Conclusion and Recommendations

Pathologic complete response has better outcomes in terms of disease-free survival compared to those who did not achieve complete pathologic response after neoadjuvant chemotherapy. Disease-free survival among patients who achieved pathologic complete response does not significantly differ among the different molecular phenotypes. The overall survival of the patients in this cohort does not differ in terms of phenotypic subtypes and mortality is seen among patients with disease progression.

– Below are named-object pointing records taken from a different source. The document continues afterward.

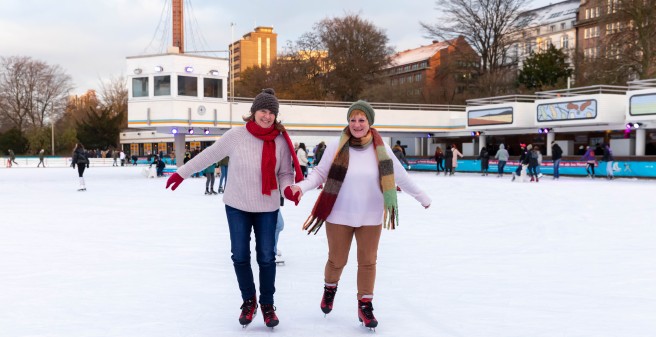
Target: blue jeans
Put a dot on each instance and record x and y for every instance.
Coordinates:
(279, 226)
(224, 176)
(557, 168)
(264, 226)
(501, 165)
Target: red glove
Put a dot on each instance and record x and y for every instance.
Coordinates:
(174, 181)
(289, 195)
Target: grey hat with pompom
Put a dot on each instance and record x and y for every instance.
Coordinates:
(266, 100)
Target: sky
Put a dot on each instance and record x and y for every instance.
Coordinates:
(91, 39)
(489, 258)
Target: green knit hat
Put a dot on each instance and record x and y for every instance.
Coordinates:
(364, 107)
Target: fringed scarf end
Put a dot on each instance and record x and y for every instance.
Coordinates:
(391, 218)
(313, 224)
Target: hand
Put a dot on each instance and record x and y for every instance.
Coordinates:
(293, 193)
(174, 181)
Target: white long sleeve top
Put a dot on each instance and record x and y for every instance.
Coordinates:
(244, 191)
(360, 199)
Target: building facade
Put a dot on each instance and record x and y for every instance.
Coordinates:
(538, 28)
(257, 48)
(435, 72)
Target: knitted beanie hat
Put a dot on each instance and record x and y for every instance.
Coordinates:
(266, 100)
(364, 107)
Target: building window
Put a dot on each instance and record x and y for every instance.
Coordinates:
(140, 87)
(162, 85)
(187, 86)
(212, 87)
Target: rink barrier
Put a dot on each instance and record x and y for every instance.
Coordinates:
(622, 168)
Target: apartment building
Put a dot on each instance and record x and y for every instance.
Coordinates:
(257, 48)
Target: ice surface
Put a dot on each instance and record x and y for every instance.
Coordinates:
(573, 257)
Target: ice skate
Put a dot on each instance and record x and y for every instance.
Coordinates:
(328, 298)
(279, 260)
(366, 313)
(248, 311)
(269, 315)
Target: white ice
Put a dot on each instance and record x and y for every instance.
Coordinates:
(574, 257)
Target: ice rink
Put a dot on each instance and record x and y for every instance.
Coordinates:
(489, 258)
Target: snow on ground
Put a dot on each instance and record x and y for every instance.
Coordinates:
(573, 257)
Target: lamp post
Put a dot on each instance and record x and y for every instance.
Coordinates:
(52, 135)
(232, 76)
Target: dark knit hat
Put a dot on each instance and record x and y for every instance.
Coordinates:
(364, 107)
(266, 100)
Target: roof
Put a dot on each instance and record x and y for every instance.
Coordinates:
(557, 12)
(418, 54)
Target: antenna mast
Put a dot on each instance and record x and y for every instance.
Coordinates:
(178, 25)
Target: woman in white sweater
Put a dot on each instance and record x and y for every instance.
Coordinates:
(359, 198)
(260, 162)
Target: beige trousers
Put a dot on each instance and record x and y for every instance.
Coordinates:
(339, 244)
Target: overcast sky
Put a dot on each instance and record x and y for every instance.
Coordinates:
(91, 38)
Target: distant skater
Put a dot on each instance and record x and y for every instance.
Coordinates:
(80, 159)
(41, 157)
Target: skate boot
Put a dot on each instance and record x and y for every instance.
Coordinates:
(366, 313)
(328, 298)
(83, 187)
(269, 314)
(248, 310)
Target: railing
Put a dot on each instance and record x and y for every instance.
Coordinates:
(501, 99)
(642, 84)
(591, 90)
(385, 106)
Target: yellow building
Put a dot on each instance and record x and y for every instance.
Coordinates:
(257, 48)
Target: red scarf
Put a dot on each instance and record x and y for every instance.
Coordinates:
(268, 135)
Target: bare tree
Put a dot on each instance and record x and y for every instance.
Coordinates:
(487, 25)
(630, 38)
(32, 91)
(357, 50)
(114, 96)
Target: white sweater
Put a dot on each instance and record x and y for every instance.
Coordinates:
(360, 199)
(244, 187)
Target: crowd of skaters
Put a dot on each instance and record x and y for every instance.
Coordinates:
(530, 159)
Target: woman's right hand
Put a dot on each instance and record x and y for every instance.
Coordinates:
(293, 193)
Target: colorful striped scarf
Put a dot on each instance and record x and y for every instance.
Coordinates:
(324, 205)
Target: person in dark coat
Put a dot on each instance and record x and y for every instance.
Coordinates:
(484, 156)
(523, 160)
(439, 159)
(556, 156)
(82, 161)
(448, 160)
(608, 158)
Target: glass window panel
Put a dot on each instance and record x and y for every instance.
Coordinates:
(187, 86)
(140, 87)
(162, 85)
(212, 87)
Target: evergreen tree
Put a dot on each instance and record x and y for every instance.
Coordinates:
(544, 70)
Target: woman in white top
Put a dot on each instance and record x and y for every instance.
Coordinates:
(301, 153)
(360, 173)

For future research, aside from standard pathology, the use of other measurement tools for treatment response such as the modified response (MR) score and the Chevallier score can be used for a specific correlation with recurrence and survival rates. Likewise, since our study did not have sufficient number of deaths to study predictors of overall survival future studies can improve the sample size and longer follow-up in order to identify the prognostic factors influencing locoregional recurrence and distant metastasis using univariate and multivariate analyses.